Contenzioso

Applicazione limitata della tutela reale per i licenziamenti con giusta causa

di Enrico De Luca e Alessandra Zilla

Con l’ordinanza 11701/2020 del 17 giugno, la Cassazione ha fornito interessanti chiarimenti sull'ambito di applicazione del quarto comma dell'articolo 18 dello statuto dei lavoratori che dispone la reintegrazione in servizio del dipendente illegittimamente licenziato ove venga accertata l'insussistenza del fatto contestato ovvero qualora la condotta rientri tra quelle punibili con una sanzione conservativa sulla base dei contratti collettivi.

Nel caso in esame il datore di lavoro aveva licenziato per giusta causa un dipendente assunto ante Job act con funzione di responsabile del servizio di contabilità per aver operato senza la necessaria diligenza nell'attività di contabilizzazione.

La Corte d'appello di Roma - pur accertando, da un lato, la sussistenza del fatto contestato ritenuto, tuttavia, non grave da giustificare il recesso e, dall'altro, l'assenza di specifiche condotte tipizzate nel contratto collettivo - confermava la pronuncia di primo grado, dichiarando l'illegittimità del licenziamento con condanna del datore alla reintegra in servizio del dipendente e alla corresponsione di 12 mensilità della retribuzione globale di fatto, secondo il quarto comma dell'articolo 18 dello statuto dei lavoratori.

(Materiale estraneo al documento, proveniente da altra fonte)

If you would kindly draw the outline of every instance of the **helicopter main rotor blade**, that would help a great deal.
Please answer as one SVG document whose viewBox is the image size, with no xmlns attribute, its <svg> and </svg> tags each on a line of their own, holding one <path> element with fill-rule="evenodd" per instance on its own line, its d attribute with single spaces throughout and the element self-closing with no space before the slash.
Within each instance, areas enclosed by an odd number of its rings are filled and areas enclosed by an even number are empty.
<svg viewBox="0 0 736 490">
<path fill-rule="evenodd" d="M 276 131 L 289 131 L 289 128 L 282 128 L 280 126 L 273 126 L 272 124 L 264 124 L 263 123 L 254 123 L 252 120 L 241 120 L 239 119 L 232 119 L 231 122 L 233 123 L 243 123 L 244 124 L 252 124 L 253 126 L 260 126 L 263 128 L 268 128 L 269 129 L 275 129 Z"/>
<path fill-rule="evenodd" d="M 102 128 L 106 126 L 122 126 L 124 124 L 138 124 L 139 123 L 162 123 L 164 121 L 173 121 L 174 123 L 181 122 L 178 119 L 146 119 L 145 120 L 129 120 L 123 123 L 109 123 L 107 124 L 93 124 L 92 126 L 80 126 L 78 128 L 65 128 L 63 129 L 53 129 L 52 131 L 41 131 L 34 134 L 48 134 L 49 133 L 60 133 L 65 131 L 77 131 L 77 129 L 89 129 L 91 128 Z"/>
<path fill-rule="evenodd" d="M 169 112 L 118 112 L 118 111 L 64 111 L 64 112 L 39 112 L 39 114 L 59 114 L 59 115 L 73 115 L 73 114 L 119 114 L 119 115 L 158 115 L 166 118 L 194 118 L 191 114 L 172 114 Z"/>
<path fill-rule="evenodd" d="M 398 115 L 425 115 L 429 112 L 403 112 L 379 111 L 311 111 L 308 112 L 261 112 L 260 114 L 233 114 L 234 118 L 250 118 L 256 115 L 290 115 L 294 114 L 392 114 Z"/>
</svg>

I giudici di merito avevano fondato il proprio convincimento sulla base di una norma di chiusura contenuta nel Ccnl che prevedeva l'irrogazione della sanzione conservativa per «quelle mancanze le quali, anche in considerazione delle circostanze speciali che le hanno accompagnate, non siano così gravi da rendere applicabile una maggiore punizione».

Sulla base di tale previsione contrattuale, la corte territoriale statuiva che la tutela reale non richiedeva che la norma collettiva prendesse in considerazione lo specifico comportamento del dipendente, risultando applicabile anche «laddove dovesse esistere una ben precisa fattispecie disciplinare, ancorché di carattere generale o "di chiusura" nella quale incasellare il comportamento contestato».

Con ricorso promosso avanti la Suprema corte, il datore di lavoro impugnava la pronuncia di merito, lamentando – tra l'altro – la violazione e falsa applicazione dell'articolo 18, quarto comma dello statuto dei lavoratori, in quanto la condotta contestata al dipendente non risultava tipizzata nel contratto collettivo e, pertanto, non era espressamente previsto che la stessa dovesse essere punita con una mera sanzione conservativa.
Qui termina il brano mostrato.